There is not enough trend or seasonality for the Page Load (s) shown below:
Proves there’s data for every day. There does seem to be a bit of a downward trend.
The last 24 hours view of Page Load (s):
As you can see, as the number of page views goes down, the page load time (at the 50th percentile) exhibits more volatility in behavior.
Good models are built from high volumes of data with obvious trends and seasonalities on the daily or weekly level.
The last 30 days view for Page Views (K):
The last 24 hours for Page Views:
You can clearly see that there is a daily seasonality for page views above. In general, the data varies along that seasonality with low variations. This is a perfect example of data with a specific pattern and low volatility that can be captured by our model. If there are anomalies occurring in the current page views, we’d be accurate in finding it.
We check the existing data and see if there exists trend and seasonality to help IQR work with the time-series data.
If the data is showing a pattern of increasing or decreasing trend over a specific time frame (generally around 24 to 72 hours), we’d capture it and store it.

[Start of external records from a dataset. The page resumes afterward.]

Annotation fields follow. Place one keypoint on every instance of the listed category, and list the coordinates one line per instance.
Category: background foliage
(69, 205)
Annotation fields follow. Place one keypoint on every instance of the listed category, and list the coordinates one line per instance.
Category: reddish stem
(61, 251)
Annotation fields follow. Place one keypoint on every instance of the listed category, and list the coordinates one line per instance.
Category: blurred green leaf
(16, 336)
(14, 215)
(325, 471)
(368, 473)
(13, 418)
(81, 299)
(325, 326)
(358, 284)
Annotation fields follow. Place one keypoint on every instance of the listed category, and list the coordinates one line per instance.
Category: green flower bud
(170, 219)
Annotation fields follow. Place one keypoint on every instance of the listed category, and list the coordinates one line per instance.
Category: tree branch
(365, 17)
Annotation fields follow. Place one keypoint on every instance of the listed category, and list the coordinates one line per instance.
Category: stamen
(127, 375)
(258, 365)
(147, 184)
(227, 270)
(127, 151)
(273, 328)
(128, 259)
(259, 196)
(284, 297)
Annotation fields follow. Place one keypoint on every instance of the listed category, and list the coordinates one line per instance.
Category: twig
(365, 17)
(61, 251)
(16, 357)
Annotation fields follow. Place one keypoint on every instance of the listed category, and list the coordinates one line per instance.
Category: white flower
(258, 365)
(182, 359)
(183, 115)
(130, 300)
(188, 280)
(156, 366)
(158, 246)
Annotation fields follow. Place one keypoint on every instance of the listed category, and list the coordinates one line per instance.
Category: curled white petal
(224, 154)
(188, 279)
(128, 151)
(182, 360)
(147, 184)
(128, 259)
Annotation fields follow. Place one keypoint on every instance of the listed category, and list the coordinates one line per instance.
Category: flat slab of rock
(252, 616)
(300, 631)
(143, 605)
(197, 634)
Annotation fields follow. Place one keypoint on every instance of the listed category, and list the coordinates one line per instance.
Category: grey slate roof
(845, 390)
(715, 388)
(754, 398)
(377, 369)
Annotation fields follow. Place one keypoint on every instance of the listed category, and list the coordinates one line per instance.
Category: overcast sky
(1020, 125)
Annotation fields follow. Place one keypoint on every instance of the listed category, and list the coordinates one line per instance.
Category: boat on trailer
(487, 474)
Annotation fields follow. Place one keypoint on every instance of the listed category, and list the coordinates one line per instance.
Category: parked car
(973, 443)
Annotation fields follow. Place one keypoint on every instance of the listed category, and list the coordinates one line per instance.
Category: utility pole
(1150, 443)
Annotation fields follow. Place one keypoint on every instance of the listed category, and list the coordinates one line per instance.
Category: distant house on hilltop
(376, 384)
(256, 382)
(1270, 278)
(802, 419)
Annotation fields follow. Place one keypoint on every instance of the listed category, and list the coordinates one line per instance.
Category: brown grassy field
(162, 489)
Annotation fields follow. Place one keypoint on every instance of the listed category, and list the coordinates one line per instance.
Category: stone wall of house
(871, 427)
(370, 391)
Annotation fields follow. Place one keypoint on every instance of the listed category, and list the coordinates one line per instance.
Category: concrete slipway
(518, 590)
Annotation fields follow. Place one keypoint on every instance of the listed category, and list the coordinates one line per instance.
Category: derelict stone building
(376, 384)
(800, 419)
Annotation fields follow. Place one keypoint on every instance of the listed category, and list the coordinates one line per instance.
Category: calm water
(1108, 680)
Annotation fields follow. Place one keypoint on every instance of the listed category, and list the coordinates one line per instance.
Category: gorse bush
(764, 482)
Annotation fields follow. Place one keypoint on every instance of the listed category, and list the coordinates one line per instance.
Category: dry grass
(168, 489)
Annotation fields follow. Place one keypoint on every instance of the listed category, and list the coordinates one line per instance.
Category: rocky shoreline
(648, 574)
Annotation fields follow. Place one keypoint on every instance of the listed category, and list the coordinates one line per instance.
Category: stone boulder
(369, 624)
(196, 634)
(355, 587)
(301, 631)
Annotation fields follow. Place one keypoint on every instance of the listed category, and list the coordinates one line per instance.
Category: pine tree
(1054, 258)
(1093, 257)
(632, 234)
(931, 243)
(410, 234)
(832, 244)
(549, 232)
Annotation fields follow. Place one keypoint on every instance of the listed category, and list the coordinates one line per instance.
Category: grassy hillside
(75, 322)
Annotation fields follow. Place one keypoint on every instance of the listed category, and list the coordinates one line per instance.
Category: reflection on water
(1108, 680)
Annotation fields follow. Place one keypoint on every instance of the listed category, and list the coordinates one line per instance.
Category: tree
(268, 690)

If the data shows a daily or weekly pattern, we will capture that pattern. However, since our models are based on the last 30 days of data, currently we ignore monthly and yearly seasonalities.
Here’s a daily seasonality that’s discernible to the eye for Page Views:
We currently use the 50th percentile, to better capture when issues have large impact and to better control data volatility. Right now the aggregation to use is fixed. For example, if we’re looking at page load time we would aggregate each minute to the 50th percentile.

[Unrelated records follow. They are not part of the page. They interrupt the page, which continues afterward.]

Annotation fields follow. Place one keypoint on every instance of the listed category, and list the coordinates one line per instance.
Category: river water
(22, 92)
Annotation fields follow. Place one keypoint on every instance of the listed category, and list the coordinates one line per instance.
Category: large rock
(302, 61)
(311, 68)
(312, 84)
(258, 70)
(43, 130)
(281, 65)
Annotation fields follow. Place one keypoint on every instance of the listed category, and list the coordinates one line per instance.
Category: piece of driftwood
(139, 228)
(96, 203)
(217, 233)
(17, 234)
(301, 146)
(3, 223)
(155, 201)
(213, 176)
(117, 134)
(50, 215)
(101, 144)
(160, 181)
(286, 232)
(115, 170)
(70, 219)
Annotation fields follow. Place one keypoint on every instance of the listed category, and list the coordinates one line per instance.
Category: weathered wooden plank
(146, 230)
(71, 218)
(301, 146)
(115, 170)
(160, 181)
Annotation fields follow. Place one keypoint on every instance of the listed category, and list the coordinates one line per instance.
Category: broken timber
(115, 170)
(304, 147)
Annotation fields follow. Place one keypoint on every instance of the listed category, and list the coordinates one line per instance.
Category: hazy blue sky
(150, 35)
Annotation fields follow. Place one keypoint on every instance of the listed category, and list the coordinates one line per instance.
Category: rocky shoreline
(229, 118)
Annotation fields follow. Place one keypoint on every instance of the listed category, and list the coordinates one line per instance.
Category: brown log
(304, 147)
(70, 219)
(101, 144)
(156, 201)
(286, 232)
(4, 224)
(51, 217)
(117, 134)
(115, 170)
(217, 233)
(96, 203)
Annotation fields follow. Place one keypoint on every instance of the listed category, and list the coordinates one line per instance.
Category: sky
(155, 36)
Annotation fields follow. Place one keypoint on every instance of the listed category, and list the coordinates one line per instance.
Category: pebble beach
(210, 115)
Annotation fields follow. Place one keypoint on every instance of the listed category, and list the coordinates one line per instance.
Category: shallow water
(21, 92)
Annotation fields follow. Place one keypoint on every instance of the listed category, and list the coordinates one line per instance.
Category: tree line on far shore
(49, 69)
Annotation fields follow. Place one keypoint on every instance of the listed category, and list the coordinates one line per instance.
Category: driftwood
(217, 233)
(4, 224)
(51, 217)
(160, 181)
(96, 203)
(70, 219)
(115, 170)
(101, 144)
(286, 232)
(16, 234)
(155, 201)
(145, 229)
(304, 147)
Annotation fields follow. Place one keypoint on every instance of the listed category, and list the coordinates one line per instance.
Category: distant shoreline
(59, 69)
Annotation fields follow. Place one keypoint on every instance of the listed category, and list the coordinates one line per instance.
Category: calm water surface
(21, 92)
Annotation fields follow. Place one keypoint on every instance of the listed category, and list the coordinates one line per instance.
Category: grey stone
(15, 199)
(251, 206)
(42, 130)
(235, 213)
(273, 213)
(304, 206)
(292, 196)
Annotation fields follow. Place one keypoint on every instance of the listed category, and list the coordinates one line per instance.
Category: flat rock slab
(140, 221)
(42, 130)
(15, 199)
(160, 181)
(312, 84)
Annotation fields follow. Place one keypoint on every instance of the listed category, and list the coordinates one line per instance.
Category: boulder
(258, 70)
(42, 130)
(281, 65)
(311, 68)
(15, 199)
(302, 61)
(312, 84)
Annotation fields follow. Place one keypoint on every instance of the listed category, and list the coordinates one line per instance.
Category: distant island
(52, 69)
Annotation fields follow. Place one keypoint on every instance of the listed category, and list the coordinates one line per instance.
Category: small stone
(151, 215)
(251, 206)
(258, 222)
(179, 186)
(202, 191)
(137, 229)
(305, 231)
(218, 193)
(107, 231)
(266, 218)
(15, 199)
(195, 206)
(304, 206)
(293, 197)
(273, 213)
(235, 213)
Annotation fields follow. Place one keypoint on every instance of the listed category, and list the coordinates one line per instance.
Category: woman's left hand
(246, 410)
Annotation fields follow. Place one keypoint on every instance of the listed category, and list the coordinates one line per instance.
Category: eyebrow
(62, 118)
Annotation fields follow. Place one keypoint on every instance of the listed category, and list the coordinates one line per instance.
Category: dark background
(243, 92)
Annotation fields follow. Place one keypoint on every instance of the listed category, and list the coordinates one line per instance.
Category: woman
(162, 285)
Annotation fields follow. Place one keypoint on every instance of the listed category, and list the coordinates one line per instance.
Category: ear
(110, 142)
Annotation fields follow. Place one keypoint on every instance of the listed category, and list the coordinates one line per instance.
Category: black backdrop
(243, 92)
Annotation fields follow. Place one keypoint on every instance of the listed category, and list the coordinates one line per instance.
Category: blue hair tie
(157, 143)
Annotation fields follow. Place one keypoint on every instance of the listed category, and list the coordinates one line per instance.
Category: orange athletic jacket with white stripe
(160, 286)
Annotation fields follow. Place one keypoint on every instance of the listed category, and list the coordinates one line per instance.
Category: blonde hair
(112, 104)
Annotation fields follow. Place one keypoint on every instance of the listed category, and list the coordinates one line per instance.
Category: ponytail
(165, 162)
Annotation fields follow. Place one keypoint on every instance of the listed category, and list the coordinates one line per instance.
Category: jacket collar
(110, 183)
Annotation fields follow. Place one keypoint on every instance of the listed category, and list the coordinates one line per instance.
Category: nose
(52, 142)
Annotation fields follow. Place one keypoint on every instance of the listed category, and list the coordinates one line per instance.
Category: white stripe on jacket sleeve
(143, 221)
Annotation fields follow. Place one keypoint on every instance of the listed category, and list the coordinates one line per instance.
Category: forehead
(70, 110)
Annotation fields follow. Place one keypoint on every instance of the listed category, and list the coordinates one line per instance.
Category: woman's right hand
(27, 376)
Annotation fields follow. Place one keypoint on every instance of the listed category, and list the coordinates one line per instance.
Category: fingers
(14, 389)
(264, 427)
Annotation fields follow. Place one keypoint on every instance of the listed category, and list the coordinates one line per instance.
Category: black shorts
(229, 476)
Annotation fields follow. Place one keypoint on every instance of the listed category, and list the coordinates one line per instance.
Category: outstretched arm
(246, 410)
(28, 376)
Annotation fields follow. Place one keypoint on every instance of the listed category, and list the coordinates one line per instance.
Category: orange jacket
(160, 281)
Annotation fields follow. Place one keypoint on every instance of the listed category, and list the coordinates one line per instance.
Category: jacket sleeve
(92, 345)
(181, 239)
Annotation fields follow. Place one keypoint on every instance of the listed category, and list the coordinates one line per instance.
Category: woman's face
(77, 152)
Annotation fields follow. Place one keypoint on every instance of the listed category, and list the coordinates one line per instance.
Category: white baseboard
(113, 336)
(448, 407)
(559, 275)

Simplistically, IQR gives a lower and upper bound. We evaluate each minute and see where that minute of aggregated data falls within the bounds. We have added a normal-lower bound and normal-upper bound to use after an anomaly is detected; these two values determine when the anomaly is back to normal.
IQR also incorporates seasonality and trend, which gives our models a sense of time. This allows the models to better define normality. For example, if every day from 11AM to 2PM the page views drop in volume, then the lower and upper bounds during this period will be lower in value than the page views during other time periods. This allows us to improve alerting dimensions with inherent time-series traits.
Below is an example of an IQR model where the data has no trend nor seasonality:
Unlike the above page load time dashboard, we do have certain metrics (i.e. Beacon Count) that usually exhibit clearer seasonalities and trends. The widgets in the dashboard below shows that with our new option: Sensitivity, included. The widgets below visualized the difference between low and high sensitivity. You can adjust it based on the volatility of the data being monitored.
In our experience, some metrics are more volatile than others and you may want to adjust the Sensitivity to be less sensitive. On the other hand, most timers are less volatile and the Sensitivity can be kept at normal or changed to be more sensitive, if preferred.
IQR model with trend and seasonality:
The chart above illustrates sensitivity.
IQR has 5 sets of lower and upper boundaries for each of the 5 sensitivity settings. Least sensitive means the lower value is very low and the upper value is very high, so we’re less likely to alert. Most sensitive means the lower value is not as low and the upper value is not as high, narrowing the fenced-in region of normal. More sensitivity causes more alerts to fire as it’s easier to stray outside of the lower and upper boundaries.
This allows you to have more control over when alerts happen, especially since the models are automatically generated off of collected data. If you find that the default setting is not sensitive enough to what is going on or too sensitive, the combination of persist for and sensitivity should allow you to better orchestrate when alerts trigger.
We hope the combination of using up-to-date data, automatic updates and modeling will allow anomaly detection to be more accurate and easily accessible.